B&R’s Hannover surprise: a process control system

05 June 2009

With a broad spectrum of functionalities, B&R’s APROL process control system unites levels of automation into one complete, homogenous system and promotes reliable and efficient operation through the entire life cycle.

Felix Tücking shows B&R’s APROL process control system at Hannover Messe
Felix Tücking shows B&R’s APROL process control system at Hannover Messe

“You’re in the wrong Hall,” was the reaction of some as they visited the B&R stand in Hall 15 at Hannover Messe.

“Interkama is in Hall 7.”

Right in the middle of the immense B&R stand, full of PLCs and servo drives, was a strange device the company was showing publicly for the first time: a process control system called APROL. Felix Tücking was there to show visitors what the DCS (distributed control system) could do.

Photo: Felix Tücking shows B&R’s APROL process control system at Hannover Messe

As it turns out, B&R has been offering the Linux-based system for several years. They describe as a ‘a complete and thorough system from the field level to the management information level.’ They’re even starting to sound like DCS salesmen.

Surely some would note here the parallel here with what Siemens has done with its Simatic S7-400 PLCs, which are the building blocks for its own Simatic PCS 7 process control system. B&R uses its System 2005 and X20 I/O to build a DCS out of its PLC parts. Of course, it must be said that Siemens has been in process automation for a long time, and had its Teleperm process control system decades before it came up with the idea to use PLCs.


B&R says its System 2005 is the “classic design” for process automation, which provides I/O modules and controllers for meeting the high demands in the field. The system uses interface modules to connect with popular fieldbuses such as CANopen, Profibus DP, Modbus TCP/IP, and Powerlink.

The slice-based I/O and control system X20, developed for machine control, is suited for the decentralised requirements of process control systems that have widespread distributed intelligence. There is already a wide range of I/O components and attachment modules to ensure “the right connection all the time.”

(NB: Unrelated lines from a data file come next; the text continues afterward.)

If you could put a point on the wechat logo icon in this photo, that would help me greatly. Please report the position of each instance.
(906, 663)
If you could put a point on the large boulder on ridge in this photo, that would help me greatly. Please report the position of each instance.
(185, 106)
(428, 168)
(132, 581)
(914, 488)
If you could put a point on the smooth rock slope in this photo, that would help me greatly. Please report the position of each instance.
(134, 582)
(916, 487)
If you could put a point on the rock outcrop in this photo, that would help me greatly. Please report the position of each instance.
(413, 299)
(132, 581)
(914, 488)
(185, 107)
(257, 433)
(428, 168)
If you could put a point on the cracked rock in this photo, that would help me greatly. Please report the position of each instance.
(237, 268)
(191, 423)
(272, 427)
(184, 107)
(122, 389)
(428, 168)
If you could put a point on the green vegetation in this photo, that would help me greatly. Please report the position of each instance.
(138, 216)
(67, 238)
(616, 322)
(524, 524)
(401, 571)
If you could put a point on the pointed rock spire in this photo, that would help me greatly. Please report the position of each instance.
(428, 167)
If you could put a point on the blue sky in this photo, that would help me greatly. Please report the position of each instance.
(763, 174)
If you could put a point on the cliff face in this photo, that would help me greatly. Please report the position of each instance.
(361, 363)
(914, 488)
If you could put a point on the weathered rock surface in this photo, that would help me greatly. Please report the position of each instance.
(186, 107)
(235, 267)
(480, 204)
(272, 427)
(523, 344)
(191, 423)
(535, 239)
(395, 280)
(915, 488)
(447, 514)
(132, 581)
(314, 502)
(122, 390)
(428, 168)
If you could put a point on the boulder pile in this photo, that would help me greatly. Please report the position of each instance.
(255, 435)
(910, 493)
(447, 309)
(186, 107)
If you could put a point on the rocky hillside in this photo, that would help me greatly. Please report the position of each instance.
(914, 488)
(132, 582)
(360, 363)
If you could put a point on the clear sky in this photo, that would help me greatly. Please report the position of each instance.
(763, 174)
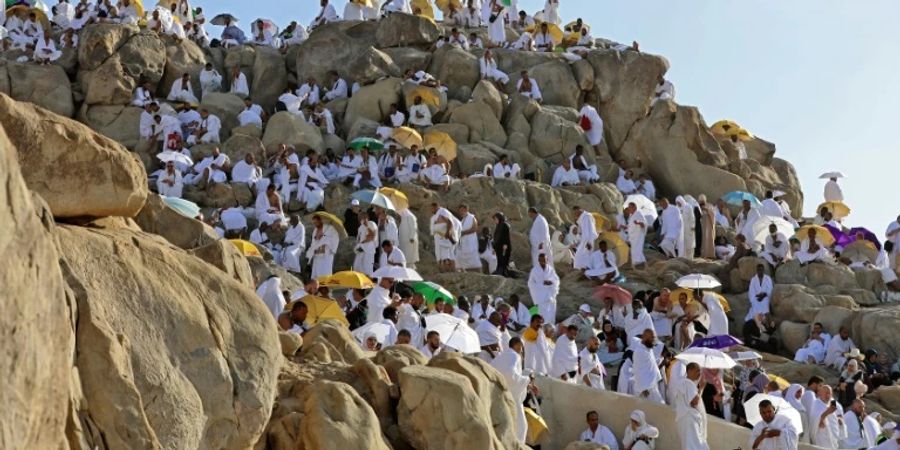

Another standard function is the integration of safety-relevant components. The IEC 61508 safety standard explicitly recommends blocks for programming safety logic, and B&R is quick to point out that it has blocks in the integrated library which are validated and conform to the PLCopen Safety standards.


Users interested in watching trends in their control systems will be happy with APROL, because the system can produce up to 100,000 trend curves. There are also markers, rulers, and a variety of diagrams for selection. Users can also enter comments on the trend curves, as if they were jotting notes on a piece of paper.

Photo: Integration of Automation Studio provides APROL users with unlimited use of a number of powerful functions from the B&R software tool.

The context data browser shows all corresponding historical events. Up to 20 trend curves can be viewed at the same time and time offsets can be specified for each trend curve to determine the “golden” batch. All relevant events can be displayed right on the curve characteristic by showing and hiding recorded markings (e.g. for the batch start and batch stop).


For system simulation, APROL provides as an option MATLAB/Simulink software, which is integrated in Automation Studio. In some situations, this can lead to shortened development times for the system by commissioning virtual systems with real automation systems.

The WinIO protocol ensures consistent I/O images and serves as the basis for I/O Switchboard or WinMOD. This means that a complete simulation of the system is possible from the start of the project.